Minimum Education And Experience
BS degree in Business, Information Security, Management Information Systems or related major, and at least 10 years of experience in cybersecurity with a minimum of five (5) years demonstrated expertise in cybersecurity governance, compliance, and third-party risk management. Must have proven leadership experience with at least 5 years’ experience managing cross-functional teams or projects. Must have In-depth knowledge of IT security governance and operations, including creating and implementing security frameworks, policies, and procedures
The ideal candidate will also have:
- Relevant certifications such as Certified Information Systems Security Professional (CISSP), Certified Information Security Manager (CISM), Certified in Risk and Information Systems Control (CRISC), etc.
- Strong understanding of risk management principles and compliance requirements related to cybersecurity.
- Experience with various industry regulations and frameworks (PCI, HIPAA, Privacy Laws, ISO27001/2, NIST CSF, etc.)
- Experience with GRC tools such as Service Now, Archer, etc.
- Experience developing, tracking, and reporting on KPIs/KRIs for reporting and status updates.

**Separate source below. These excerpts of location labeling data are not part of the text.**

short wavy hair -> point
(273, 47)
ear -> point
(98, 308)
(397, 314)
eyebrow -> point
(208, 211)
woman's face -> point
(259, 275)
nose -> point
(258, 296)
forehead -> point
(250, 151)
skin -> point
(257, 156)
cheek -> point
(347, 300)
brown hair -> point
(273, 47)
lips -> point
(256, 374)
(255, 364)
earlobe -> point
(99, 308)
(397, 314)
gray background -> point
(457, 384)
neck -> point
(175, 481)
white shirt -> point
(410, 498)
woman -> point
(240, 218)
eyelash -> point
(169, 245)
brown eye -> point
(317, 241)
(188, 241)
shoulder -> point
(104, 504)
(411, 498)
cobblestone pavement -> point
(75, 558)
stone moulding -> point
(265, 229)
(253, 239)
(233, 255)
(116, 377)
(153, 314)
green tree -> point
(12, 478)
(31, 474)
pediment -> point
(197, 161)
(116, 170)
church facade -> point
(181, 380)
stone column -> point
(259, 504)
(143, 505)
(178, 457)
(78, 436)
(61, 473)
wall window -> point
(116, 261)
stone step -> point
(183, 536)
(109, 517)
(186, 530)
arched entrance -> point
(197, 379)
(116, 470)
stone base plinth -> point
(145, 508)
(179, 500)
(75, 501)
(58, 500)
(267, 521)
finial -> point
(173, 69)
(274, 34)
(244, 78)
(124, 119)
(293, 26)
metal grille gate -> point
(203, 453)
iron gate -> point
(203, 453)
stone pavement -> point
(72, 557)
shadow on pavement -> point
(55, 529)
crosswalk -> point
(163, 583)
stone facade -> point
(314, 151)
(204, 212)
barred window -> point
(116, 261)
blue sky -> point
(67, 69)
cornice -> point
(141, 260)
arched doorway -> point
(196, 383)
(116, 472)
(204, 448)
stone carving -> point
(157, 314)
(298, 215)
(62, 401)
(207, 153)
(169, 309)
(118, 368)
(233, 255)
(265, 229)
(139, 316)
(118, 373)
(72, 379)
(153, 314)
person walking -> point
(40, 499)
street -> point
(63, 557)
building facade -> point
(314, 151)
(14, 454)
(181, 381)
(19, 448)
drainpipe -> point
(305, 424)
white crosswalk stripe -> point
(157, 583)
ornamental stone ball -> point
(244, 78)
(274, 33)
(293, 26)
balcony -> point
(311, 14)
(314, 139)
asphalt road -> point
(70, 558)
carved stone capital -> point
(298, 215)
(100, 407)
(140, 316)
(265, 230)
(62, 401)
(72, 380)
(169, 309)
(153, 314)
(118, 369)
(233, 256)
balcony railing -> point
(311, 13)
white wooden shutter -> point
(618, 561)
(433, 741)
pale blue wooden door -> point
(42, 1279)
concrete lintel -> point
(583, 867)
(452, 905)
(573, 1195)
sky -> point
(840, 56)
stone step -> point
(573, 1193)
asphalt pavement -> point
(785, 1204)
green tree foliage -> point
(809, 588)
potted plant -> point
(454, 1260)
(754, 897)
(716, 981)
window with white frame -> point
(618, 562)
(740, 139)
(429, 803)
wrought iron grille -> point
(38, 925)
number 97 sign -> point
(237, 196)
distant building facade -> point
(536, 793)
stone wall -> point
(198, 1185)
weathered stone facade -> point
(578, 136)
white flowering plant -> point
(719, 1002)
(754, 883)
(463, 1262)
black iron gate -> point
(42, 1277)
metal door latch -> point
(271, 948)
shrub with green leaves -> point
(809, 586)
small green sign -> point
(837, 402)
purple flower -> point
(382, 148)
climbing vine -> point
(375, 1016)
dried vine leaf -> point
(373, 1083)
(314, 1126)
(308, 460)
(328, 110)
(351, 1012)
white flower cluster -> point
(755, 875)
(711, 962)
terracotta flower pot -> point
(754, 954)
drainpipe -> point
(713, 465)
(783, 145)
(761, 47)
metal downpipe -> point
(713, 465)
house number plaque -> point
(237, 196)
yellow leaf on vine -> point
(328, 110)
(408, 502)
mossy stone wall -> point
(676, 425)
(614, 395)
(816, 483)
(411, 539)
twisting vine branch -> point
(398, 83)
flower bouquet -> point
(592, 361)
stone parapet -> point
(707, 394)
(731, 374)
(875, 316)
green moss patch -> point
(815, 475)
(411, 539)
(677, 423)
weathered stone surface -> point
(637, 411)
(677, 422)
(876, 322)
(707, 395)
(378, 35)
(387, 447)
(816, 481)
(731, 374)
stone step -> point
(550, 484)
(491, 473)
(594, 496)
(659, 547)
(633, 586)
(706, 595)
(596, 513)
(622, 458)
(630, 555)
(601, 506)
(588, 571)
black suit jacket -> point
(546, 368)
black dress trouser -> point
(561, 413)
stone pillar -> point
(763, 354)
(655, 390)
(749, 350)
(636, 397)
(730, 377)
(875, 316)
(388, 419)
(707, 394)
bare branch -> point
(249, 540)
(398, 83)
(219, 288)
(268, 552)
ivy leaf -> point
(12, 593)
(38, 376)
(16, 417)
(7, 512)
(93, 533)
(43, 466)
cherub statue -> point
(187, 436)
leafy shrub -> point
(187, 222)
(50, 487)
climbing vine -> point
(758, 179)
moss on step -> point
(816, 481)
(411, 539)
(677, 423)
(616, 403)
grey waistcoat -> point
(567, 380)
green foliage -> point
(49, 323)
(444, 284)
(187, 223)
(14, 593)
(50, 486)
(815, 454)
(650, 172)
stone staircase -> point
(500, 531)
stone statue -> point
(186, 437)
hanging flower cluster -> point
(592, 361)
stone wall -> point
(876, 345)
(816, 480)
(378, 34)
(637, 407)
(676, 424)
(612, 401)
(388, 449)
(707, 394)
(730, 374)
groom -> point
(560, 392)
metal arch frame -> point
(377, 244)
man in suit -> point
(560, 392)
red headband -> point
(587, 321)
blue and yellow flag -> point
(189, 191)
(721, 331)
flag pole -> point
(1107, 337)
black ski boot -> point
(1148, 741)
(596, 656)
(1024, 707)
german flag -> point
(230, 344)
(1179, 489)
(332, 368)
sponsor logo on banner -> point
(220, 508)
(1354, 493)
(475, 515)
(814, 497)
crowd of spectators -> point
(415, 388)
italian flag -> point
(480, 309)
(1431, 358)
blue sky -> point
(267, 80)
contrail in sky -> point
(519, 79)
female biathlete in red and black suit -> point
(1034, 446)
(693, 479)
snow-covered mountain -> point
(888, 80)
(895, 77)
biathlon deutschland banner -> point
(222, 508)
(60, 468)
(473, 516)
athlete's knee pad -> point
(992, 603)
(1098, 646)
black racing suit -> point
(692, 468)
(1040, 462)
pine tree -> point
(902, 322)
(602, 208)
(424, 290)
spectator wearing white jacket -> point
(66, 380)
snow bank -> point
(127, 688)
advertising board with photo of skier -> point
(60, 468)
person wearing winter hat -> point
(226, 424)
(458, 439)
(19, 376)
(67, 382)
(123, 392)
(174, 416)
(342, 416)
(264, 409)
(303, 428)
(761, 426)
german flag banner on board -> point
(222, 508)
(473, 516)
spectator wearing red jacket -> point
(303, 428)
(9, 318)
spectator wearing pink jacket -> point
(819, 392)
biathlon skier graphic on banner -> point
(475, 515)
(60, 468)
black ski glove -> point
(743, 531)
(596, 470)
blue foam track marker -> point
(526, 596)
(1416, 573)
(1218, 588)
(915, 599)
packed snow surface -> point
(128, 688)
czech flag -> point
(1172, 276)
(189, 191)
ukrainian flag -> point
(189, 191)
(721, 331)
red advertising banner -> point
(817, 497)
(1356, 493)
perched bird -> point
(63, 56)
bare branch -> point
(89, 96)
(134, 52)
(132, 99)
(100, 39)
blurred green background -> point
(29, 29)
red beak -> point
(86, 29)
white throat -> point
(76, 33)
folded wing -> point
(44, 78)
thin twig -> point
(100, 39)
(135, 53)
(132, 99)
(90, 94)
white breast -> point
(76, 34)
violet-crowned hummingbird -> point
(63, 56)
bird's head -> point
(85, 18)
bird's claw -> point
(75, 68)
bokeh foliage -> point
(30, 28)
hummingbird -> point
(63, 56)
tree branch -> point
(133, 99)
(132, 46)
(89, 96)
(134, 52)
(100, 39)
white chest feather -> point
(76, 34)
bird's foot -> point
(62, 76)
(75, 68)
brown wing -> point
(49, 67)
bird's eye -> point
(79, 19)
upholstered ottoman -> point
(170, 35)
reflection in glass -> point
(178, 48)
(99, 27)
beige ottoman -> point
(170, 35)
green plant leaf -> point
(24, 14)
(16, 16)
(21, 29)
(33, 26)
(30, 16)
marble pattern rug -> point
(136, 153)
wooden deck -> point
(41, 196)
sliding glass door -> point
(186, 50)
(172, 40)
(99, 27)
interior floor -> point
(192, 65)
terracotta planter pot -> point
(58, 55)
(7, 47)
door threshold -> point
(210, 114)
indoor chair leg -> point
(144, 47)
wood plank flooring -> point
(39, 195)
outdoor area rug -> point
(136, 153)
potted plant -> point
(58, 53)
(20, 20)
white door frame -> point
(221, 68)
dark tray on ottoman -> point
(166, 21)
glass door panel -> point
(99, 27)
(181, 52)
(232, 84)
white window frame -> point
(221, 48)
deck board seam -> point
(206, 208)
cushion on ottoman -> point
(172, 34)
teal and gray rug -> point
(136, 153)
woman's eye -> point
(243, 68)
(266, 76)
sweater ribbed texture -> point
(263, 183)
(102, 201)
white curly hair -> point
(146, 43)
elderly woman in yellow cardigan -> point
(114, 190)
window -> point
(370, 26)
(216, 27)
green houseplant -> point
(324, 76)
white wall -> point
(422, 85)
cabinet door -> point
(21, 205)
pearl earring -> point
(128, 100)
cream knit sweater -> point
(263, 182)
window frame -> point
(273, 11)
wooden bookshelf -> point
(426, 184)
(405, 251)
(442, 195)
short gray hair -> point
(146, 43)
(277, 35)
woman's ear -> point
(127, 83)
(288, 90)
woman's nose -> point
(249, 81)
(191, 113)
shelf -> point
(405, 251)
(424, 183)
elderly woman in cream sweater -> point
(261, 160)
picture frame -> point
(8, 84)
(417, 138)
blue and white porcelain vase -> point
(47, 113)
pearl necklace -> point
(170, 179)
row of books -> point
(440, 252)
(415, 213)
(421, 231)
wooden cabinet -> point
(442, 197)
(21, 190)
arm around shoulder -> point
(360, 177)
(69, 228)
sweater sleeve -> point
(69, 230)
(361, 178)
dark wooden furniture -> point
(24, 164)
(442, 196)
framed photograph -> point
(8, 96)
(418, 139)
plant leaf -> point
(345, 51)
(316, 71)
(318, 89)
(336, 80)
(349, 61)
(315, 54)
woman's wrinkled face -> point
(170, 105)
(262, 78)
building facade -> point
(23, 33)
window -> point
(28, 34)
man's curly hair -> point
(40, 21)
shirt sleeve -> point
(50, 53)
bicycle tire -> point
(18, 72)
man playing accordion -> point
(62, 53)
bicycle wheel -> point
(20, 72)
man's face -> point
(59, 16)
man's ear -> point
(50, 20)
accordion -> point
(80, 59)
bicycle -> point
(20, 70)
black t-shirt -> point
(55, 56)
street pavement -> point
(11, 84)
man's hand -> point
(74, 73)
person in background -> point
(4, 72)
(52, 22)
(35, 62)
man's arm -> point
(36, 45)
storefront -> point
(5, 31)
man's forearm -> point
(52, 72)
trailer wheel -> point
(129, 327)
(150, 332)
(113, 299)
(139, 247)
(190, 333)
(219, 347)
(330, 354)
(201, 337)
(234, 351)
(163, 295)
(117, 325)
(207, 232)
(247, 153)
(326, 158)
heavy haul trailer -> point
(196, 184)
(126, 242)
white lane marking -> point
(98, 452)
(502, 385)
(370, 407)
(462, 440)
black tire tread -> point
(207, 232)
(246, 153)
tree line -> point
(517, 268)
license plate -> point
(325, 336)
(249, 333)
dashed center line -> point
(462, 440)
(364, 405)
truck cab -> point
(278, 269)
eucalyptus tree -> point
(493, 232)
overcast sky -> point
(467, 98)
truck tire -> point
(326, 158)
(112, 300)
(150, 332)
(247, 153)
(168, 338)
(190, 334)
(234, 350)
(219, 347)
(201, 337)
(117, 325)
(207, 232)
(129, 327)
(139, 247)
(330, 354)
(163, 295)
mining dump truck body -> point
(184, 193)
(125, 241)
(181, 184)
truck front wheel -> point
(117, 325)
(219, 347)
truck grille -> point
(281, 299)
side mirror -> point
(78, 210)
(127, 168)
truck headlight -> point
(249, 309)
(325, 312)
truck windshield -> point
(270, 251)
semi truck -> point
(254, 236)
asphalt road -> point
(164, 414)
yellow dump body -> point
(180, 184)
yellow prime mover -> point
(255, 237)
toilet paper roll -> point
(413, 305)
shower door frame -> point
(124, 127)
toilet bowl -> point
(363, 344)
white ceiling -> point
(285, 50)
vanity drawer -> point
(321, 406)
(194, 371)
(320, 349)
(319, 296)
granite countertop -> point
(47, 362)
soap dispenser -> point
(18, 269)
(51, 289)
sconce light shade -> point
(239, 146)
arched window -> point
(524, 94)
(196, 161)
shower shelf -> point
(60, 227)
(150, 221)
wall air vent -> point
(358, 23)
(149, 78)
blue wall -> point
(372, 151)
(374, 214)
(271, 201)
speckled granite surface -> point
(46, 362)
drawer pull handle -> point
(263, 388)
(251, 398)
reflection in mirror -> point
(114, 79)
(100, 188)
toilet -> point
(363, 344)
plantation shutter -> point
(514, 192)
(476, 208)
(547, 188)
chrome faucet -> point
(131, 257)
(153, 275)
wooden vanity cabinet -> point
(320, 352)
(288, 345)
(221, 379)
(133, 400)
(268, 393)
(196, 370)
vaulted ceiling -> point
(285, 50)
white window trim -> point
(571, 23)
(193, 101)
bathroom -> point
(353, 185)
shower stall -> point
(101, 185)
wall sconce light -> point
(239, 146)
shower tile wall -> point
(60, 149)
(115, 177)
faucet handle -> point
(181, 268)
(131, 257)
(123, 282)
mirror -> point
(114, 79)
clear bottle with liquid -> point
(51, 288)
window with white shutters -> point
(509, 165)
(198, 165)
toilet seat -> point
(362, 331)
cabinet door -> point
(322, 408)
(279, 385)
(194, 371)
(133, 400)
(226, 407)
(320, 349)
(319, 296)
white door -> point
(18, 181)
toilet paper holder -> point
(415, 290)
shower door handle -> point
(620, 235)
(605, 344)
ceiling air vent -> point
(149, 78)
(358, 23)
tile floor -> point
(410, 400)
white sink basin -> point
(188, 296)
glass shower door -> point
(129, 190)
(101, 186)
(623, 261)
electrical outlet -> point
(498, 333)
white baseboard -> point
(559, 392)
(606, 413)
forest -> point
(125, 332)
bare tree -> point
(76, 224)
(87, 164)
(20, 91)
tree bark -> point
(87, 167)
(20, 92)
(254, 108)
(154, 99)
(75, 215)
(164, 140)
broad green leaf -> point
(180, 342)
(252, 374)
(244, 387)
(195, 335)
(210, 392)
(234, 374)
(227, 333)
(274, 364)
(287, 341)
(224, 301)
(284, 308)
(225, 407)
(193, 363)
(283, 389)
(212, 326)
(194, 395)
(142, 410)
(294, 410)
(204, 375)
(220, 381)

- Strong communication and interpersonal skills, with the ability to collaborate effectively with stakeholders at all levels of the organization.
- Strong verbal and written communication skills, with the ability to effectively communicate complex cybersecurity and IT issues to non-technical stakeholders.
- Experience in coordinating work across multiple functions and be adept at building consensus across organizational and functional lines.
- Strong analytical, including data mining, analysis, trending, problem solving and project management skills.
- Thorough understanding of cyber threats and vulnerabilities.
- Excellent leadership and team management skills.
Environmental Factors And Physical Requirements
- Position is mostly sedentary but may require occasional moving to other offices or buildings.
- May need to move light equipment or supplies from one place to another.
- May need to access files, supplies and equipment.
- Work activity is in an office, open-partitioned, cubicle environment.
Perdue Farms, Inc. is an Equal Opportunity / Affirmative Action employer. All qualified applicants will receive consideration for employment without regard to race, color, religion, sex, sexual orientation, gender identity, national origin, disability, or protected veteran status.